However, the above two types of location query-based schemes are based on traditional cloud computing scenarios, and the hardware security protection level is relatively low compared to the TEE-based schemes. Moreover, due to the existence of TEE, the latter has a huge advantage in client computing and communication overhead. In terms of efficiency, although the overall computing overhead of the server will increase in the TEE-based scheme, the computing efficiency inside the TEE is significantly higher than other privacy protection schemes. Therefore, in the TEE-based scenario, the way in which to achieve the optimal location query in terms of security and performance is the focus of our research.

3. Preliminaries

3.1. Bilinear Pairings

Let $\mathbb{G}$ and ${\mathbb{G}}_{\mathbb{T}}$ be two cyclic multiplicative groups with the same order q, and let g be a generator of $\mathbb{G}$. Meanwhile, let $e:\mathbb{G}\times \mathbb{G}\to {\mathbb{G}}_{\mathbb{T}}$ be a bilinear map [21] which meets the following properties:

• Bilinearity: $\forall Q,R$∈$\mathbb{G}$ and $a,b$∈${\mathbb{Z}}_p$, $e(Q^a,R^b)=e{(Q,R)}^{ab}$.
• Non-degeneracy: $e(g,g)\ne 1_{{\mathbb{G}}_{\mathbb{T}}}$, where 1 is an unit of ${\mathbb{G}}_{\mathbb{T}}$.
• Computability: $\forall Q,R\in \mathbb{G}$, there exists an efficient algorithm to compute $e(Q,R)$.

3.2. Discrete Logarithm Problem

This problem was proposed by [22]; that is, given $g,h\in \mathbb{G}$, it is difficult to identify an $x\in \mathbb{G}$ such that $g^x=h$.

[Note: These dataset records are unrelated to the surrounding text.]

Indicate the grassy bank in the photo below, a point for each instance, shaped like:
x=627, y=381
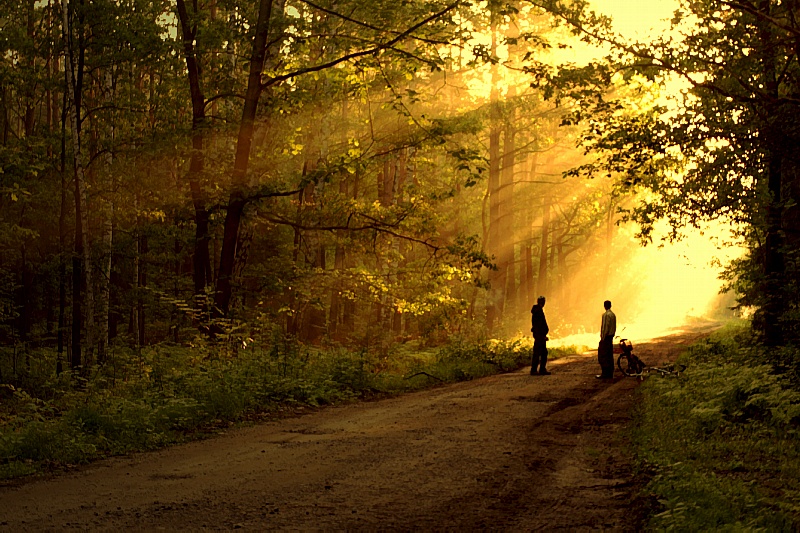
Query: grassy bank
x=720, y=445
x=170, y=394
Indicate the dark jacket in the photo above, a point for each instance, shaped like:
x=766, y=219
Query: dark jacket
x=538, y=322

3.3. Collision-Resistant Hash Function

A collision-resistant hash function was provided by [23] and meets the following conditions:

• The input X can be of arbitrary length, while the output $H\left(X\right)$ has a fixed length of n bits (with $n\ge 128$).
• The hash function must be one-way, meaning that, given a Y in the range of H, it is hard to find a message X such that $H\left(X\right)=Y$. Furthermore, given X and $H\left(X\right)$, it should be challenging to find another message $X^{\prime }\ne X$ such that $H\left(X^{\prime }\right)\ne H\left(X\right)$.
• The hash function must be collision-resistant, meaning that it is difficult to find two distinct messages that produce the same hash result.

3.4. NN and RNN Query

Before introducing nearest neighbor (NN) and reverse nearest neighbors (RNN), it is essential to first understand Euclidean distance. Euclidean distance [24] is a metric that can be used to calculate nodes of different dimensions in order to measure the length between nodes. Based on [25], the Euclidean distance $dist(a,b)$, with the two-dimensional points $a=(x_1,y_1)$ and $b=(x_2,y_2)$, could be determined as follows:

$$dist(a,b)=\sqrt{{(x_1-y_1)}^2+{(x_2-y_2)}^2}$$

(1)

Generally speaking, nearest neighbor (NN) [8,26] query has garnered widespread attention in the spatial database research community. For example, when point A is closer to point B than other points, we say that point A is the nearest neighbor of point B. Conversely, we also refer to point B as one of the reverse nearest neighbors (RNN) of point A. In other words, an RNN query identifies a set of points for which the query point serves as their nearest neighbor, i.e., it calculates the Euclidean distance between the query point and other points. The RNN query was first proposed in [16]. There are two variants of RNN queries [9]: a monochromatic version and a bichromatic version. Given a facility $\mathcal{F}$, that is, a location of the $\mathcal{F}$, the bichromatic RNN query finds the set of objects that has $\mathcal{F}$ as the nearest neighbor. Please note that we typically assume, in optimal location query scenarios, that each object prefers the nearest facility.

Definition 1

(RNN query). Given a set of facility locations $\mathcal{F}=\{f_1,f_2,\dots ,f_s\}$, the purpose of the RNN query is to find RNNQ($\mathcal{F}$)=$\{nu{m}_j=\left|\right\{l_i|l_i$ is RNN of $f_j\left\}\right|$, $1\le j\le s$, where $l_i$ represents the location of customer $x_i$ and $|·|$ denotes the cardinality of a set. In other words, it aims to determine the cardinality of the reverse nearest neighbors (RNNs) for each facility $f_j$.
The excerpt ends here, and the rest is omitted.